==================
Preparing the data
==================
The output of the DiFX software correlator ("Level 1" or L1 data) converted to mk4 format is the standard input to HOPS.
These data are usually organized such that each scan has its own directory and multiple scan directories are grouped together in a
single directory corresponding to an epoch/track/HOPS expt number.
We will calibrate the publicly available L1 data from the EHT 2017 observing campaign for this tutorial.
These data can be downloaded either from the `ALMA Science Portal `_ or `CyVerse Data Commons (DOI: 10.25739/kat4-na03) `_.
For this tutorial, we will download the data from the directory ``2016.1.01154.V``:
.. code-block:: bash
cd /home/user/calibration/data
wget -r -np -nH --cut-dirs=3 -A "*-hops.tgz,*-haxp.tgz" https://almascience.nrao.edu/almadata/ec/eht/2016.1.01154.V/
The ``*-hops.tgz`` files consist of the final correlated data (in which ALMA correlations have been converted to circular
polarization basis), while the ``*-haxp.tgz`` files contain the mixedpol ALMA-only data.
.. note::
If the ``-x`` option is passed to ``0.launch``, the ALMA data in the ``-haxp`` directories will replace the polconverted
``-hops`` ALMA data during calibration. In this tutorial, we concern ourselves only with the polconverted data in ``-hops``.

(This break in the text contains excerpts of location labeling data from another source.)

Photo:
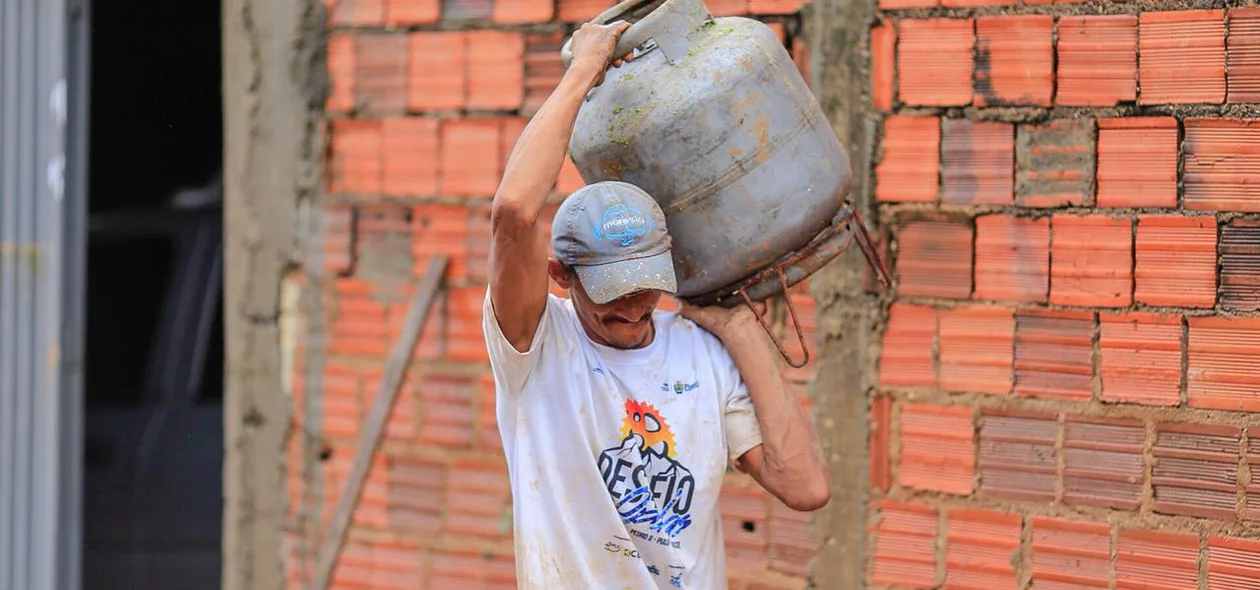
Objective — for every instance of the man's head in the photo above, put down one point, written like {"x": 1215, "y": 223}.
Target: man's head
{"x": 612, "y": 254}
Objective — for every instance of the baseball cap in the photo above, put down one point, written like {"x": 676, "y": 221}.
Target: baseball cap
{"x": 614, "y": 236}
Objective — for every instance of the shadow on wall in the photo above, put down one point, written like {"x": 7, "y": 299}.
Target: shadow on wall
{"x": 154, "y": 352}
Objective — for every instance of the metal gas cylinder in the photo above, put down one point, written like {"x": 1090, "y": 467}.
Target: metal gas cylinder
{"x": 715, "y": 121}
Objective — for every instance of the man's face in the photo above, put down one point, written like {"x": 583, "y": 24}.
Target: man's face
{"x": 621, "y": 323}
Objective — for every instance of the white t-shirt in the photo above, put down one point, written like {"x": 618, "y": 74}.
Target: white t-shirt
{"x": 616, "y": 456}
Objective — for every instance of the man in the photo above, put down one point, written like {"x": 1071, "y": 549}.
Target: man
{"x": 619, "y": 421}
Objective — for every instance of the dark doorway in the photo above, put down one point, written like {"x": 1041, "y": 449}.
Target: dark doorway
{"x": 154, "y": 346}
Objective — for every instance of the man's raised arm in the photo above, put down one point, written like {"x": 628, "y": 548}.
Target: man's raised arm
{"x": 518, "y": 246}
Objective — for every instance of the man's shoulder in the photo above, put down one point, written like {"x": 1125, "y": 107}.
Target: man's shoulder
{"x": 679, "y": 328}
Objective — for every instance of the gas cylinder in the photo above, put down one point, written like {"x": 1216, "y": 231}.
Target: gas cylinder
{"x": 713, "y": 120}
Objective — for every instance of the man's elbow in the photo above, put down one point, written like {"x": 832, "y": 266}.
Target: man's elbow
{"x": 810, "y": 497}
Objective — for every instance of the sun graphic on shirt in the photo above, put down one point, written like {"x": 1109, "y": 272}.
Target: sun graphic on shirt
{"x": 644, "y": 420}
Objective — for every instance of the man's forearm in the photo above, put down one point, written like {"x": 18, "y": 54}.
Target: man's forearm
{"x": 793, "y": 459}
{"x": 541, "y": 150}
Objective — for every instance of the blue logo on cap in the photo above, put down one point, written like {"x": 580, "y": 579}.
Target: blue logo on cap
{"x": 624, "y": 225}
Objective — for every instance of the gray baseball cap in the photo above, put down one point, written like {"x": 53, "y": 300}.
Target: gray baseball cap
{"x": 614, "y": 236}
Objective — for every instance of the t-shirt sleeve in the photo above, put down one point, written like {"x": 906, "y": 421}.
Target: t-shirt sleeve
{"x": 512, "y": 367}
{"x": 742, "y": 430}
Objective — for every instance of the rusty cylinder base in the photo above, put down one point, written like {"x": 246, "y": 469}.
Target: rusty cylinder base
{"x": 799, "y": 265}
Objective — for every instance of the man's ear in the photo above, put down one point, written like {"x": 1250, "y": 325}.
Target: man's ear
{"x": 560, "y": 274}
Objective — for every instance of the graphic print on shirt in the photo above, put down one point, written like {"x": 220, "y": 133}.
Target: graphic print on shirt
{"x": 650, "y": 489}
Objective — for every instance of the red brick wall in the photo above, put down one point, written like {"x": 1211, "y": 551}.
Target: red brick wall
{"x": 1069, "y": 388}
{"x": 427, "y": 100}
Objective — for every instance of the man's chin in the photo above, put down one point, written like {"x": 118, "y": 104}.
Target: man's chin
{"x": 629, "y": 335}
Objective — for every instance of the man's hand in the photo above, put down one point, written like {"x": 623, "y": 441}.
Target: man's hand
{"x": 789, "y": 462}
{"x": 592, "y": 48}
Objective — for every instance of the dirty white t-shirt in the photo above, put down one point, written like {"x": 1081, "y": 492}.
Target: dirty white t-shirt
{"x": 616, "y": 456}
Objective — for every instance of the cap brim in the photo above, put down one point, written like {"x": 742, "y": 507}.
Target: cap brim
{"x": 605, "y": 283}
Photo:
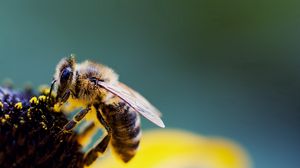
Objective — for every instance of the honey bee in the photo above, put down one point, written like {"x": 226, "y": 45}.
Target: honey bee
{"x": 116, "y": 105}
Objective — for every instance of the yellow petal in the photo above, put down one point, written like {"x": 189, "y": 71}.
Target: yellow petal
{"x": 181, "y": 149}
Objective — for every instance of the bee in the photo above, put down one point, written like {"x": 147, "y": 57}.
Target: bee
{"x": 116, "y": 105}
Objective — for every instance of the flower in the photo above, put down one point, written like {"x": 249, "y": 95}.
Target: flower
{"x": 30, "y": 136}
{"x": 181, "y": 149}
{"x": 28, "y": 133}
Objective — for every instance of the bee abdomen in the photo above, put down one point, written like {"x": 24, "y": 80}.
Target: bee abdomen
{"x": 126, "y": 132}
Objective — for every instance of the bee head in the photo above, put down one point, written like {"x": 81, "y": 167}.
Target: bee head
{"x": 64, "y": 76}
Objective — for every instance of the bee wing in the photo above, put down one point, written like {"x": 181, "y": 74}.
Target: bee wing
{"x": 134, "y": 100}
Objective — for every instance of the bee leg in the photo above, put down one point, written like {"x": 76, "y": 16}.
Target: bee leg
{"x": 78, "y": 117}
{"x": 92, "y": 155}
{"x": 51, "y": 88}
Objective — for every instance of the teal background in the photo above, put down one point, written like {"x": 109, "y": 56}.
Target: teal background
{"x": 219, "y": 68}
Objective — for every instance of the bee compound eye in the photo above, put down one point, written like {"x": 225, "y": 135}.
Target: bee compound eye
{"x": 66, "y": 74}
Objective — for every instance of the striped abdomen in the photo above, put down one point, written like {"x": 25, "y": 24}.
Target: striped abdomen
{"x": 125, "y": 128}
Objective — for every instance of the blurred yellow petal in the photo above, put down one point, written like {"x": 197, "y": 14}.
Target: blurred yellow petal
{"x": 181, "y": 149}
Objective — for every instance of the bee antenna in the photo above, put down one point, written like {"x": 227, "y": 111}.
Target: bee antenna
{"x": 51, "y": 88}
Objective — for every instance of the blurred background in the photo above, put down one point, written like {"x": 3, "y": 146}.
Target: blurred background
{"x": 217, "y": 68}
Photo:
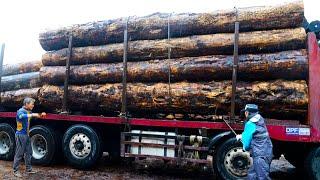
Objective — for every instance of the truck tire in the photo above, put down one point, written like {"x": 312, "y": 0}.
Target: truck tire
{"x": 7, "y": 142}
{"x": 43, "y": 143}
{"x": 81, "y": 146}
{"x": 312, "y": 164}
{"x": 231, "y": 161}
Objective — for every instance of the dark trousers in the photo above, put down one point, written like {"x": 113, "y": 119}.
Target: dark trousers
{"x": 23, "y": 148}
{"x": 260, "y": 169}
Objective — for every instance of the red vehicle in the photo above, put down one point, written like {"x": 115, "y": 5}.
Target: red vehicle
{"x": 209, "y": 143}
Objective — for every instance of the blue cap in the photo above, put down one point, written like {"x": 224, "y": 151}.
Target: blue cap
{"x": 251, "y": 108}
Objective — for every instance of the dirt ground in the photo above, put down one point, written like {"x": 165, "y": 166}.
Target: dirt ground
{"x": 280, "y": 169}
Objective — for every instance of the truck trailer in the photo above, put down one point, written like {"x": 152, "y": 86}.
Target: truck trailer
{"x": 211, "y": 143}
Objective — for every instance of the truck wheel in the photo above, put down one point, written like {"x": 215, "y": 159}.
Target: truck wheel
{"x": 81, "y": 146}
{"x": 7, "y": 142}
{"x": 312, "y": 164}
{"x": 43, "y": 144}
{"x": 231, "y": 161}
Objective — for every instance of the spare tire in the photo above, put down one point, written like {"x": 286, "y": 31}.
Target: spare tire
{"x": 7, "y": 142}
{"x": 82, "y": 146}
{"x": 43, "y": 143}
{"x": 231, "y": 161}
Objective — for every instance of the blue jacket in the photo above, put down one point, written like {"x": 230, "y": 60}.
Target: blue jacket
{"x": 255, "y": 137}
{"x": 23, "y": 121}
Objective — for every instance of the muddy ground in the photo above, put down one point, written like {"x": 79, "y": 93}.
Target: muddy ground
{"x": 280, "y": 169}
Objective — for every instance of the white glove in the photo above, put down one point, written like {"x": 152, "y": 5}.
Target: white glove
{"x": 36, "y": 115}
{"x": 238, "y": 137}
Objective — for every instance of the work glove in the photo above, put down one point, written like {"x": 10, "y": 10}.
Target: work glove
{"x": 238, "y": 137}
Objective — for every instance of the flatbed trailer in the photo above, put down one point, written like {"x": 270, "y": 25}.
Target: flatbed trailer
{"x": 210, "y": 143}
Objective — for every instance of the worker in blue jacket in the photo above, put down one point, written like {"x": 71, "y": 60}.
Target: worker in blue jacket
{"x": 23, "y": 144}
{"x": 255, "y": 138}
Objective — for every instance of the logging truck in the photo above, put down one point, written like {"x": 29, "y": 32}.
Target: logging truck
{"x": 82, "y": 138}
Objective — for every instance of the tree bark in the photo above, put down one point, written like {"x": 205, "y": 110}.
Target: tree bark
{"x": 13, "y": 69}
{"x": 21, "y": 81}
{"x": 214, "y": 44}
{"x": 154, "y": 26}
{"x": 275, "y": 98}
{"x": 291, "y": 65}
{"x": 14, "y": 99}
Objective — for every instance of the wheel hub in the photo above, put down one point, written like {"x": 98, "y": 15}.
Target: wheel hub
{"x": 80, "y": 145}
{"x": 237, "y": 161}
{"x": 4, "y": 142}
{"x": 39, "y": 146}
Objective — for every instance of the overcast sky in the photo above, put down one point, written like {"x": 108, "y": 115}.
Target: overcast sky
{"x": 21, "y": 21}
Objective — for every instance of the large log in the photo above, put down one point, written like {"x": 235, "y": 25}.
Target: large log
{"x": 155, "y": 26}
{"x": 214, "y": 44}
{"x": 26, "y": 67}
{"x": 282, "y": 65}
{"x": 21, "y": 81}
{"x": 14, "y": 99}
{"x": 276, "y": 98}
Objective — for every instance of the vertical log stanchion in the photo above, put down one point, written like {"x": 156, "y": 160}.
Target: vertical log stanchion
{"x": 170, "y": 116}
{"x": 66, "y": 80}
{"x": 235, "y": 66}
{"x": 124, "y": 113}
{"x": 1, "y": 66}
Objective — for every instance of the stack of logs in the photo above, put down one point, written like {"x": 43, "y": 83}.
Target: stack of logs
{"x": 272, "y": 69}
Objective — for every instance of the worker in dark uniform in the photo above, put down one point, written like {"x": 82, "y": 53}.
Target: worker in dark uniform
{"x": 23, "y": 145}
{"x": 255, "y": 138}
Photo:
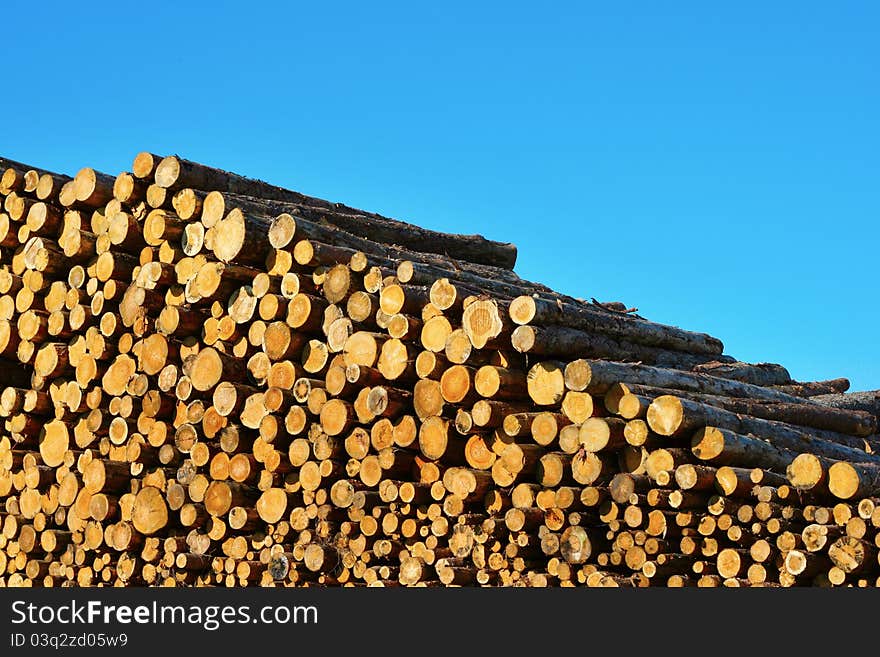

Untar the data to the destination directory ``/home/user/calibration/data/extracted/2016.1.01154.V`` using the following script:
.. code-block:: bash
SRCDIR=/home/user/calibration/data/2016.1.01154.V
DESTDIR=/home/user/calibration/data/extracted/2016.1.01154.V
# Get a list of all .tgz files in the current directory
for file in $SRCDIR/*.tgz; do
# Create a directory named after the file (without the .tgz extension)
fname_without_ext=$(basename "${file%.tgz}")
destdir_full="$DESTDIR/$fname_without_ext"
mkdir -p $destdir_full
# Extract the contents of the .tgz file into the newly created directory
tar -xvzf "$file" -C "$destdir_full"
done
The extracted data will be organized as follows:
.. code-block:: bash
/home/user/calibration/data/extracted/2016.1.01154.V
├── group.uid___A001_X11a7_X37.ec_eht.e17b06-7-hi-m87-3C273-hops
│ ├── 3598
│ │ ├── 096-0046
│ │ ├── 096-0122
│ │ ├── 096-0158
│ │ ├── 096-0218
│ │ ├── 096-0254
│ │ └── 096-0332
│ │ └──
│ ├──
├──
Notes on data organization
--------------------------
There are are a few important points to consider regarding the organization of the data:
- The ``//`` structure must be preserved.
- Somewhere along the path in ``$SRCDIR/$CORRDAT/.../`` before ``//``, the string ``-$BAND-`` with values b1/b2/b3/b4 (or lo/hi in the case of EHT 2017 data) and, optionally, the string ``FILTERSTRING``, must occur.
The packaged EHT data made available for calibration almost always honour the above structure. In the case of mixedpol data,
if ``$HAXP`` is ``true``, then the ALMA-only data in the ``-haxp`` directories will replace the polconverted ALMA data in the ``-hops``
directories for calibration. In that case, this naming pattern will also be expected for the ``-haxp`` directories.
The EHT-HOPS pipeline does not expect the data to be organized in any specific way beyond this. There could be any number of
directories between ``$CORRDAT`` and the ``/`` level, as long as the string ``-$BAND-`` (and, optionally, ``FILTERSTRING``)
is present somewhere in that path. In the EHT 2017 data downloaded for this tutorial, the band designation is indicated by the
strings ``-hi-`` and ``-lo-`` in the path.
The data are now ready for calibration.